Some of my close friends are aware that I was always interested in investing and had an intrinsic desire to be a full-time money-manager starting out managing my own family funds to begin with and eventually opening up the fund to seek outside capital. I feel now is the time to take first steps in this direction.
I am inspired by the story of Mohnish Pabrai, who inspired by Warren Buffett, started out his investment fund, pabraifunds.com, coming into the field of investing from a tech-IT background.

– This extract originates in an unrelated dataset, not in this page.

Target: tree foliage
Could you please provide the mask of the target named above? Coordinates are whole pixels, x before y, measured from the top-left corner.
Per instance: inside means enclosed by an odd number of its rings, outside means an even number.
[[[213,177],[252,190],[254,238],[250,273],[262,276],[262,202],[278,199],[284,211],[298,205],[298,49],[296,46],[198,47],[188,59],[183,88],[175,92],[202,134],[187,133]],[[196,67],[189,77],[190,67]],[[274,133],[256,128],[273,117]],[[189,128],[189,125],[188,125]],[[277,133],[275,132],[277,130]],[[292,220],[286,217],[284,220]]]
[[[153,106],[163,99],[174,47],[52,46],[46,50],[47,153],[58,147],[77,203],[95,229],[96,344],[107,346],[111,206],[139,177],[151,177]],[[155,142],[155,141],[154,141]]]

He started investing his own funds in 1994, starting out with ~1 Million and growing that to ~13 Million by 1999, when he started his money management fund!
While, I cannot claim to have success that mimics Mohnish in the years he was diligently following the “rules of investing“, as espoused by Warren Buffett, I have experienced some success, managing a small investment fund and tracking my performance for the last 5 years, following a subset of these rules coupled with `the framework of contrarian value investing.
Not withstanding the fact that I was tracking an investment portfolio ~10X smaller in size relative to what Mohnish started with, over the last 5 years, I have managed to beat S&P 500 index handily (annualized returns of 15.87 vs. 11.82 % for S&P 500) with risk-adjusted alpha of 5.41.
In the last 5-years, we have seen a lot of market volatility– not withstanding the growth in FAANG stocks, to the pandemic crash to the post-pandemic meme stock rally to the eventual bust of high-flying growth stocks! At macro-level, we have gone through a period of low inflation, boom in housing market, low interest FED put environment, to massive Covid-19 induced FED stimulus, to eventual rise in inflation and FED tightening, the Russia-Ukrain War, and the upheaval with supply-chain problems.
Through it all, my portfolio has consistently beaten S&P 500 index! While these results are now history and in no way shape or form may be indicative of future performance, they do give me the confidence to scale my efforts, both in terms of dollar amount invested and the time commitment, making the enterprise of investing a full time gig for me!
As such I will be embarking on a new journey of “serious” money management and hence forth will focus this blog on writings detailed report on my investment thesis for particular stocks that I may initiate a position in or exit out of a given position. My goal would be to write these reports about a month or so after I would have reached the desired level of portfolio allocation for a given equity in my portfolio.
I will continue to occasionally pen articles on personal finance, though more and more, the blog will focus around investing topics–investment philosophies; business principles; investment books; sound investment business principles etc.
In summary, I am out of hibernation and am looking forward to next phase of the evolution for this blog, focusing on my journey as a money manager!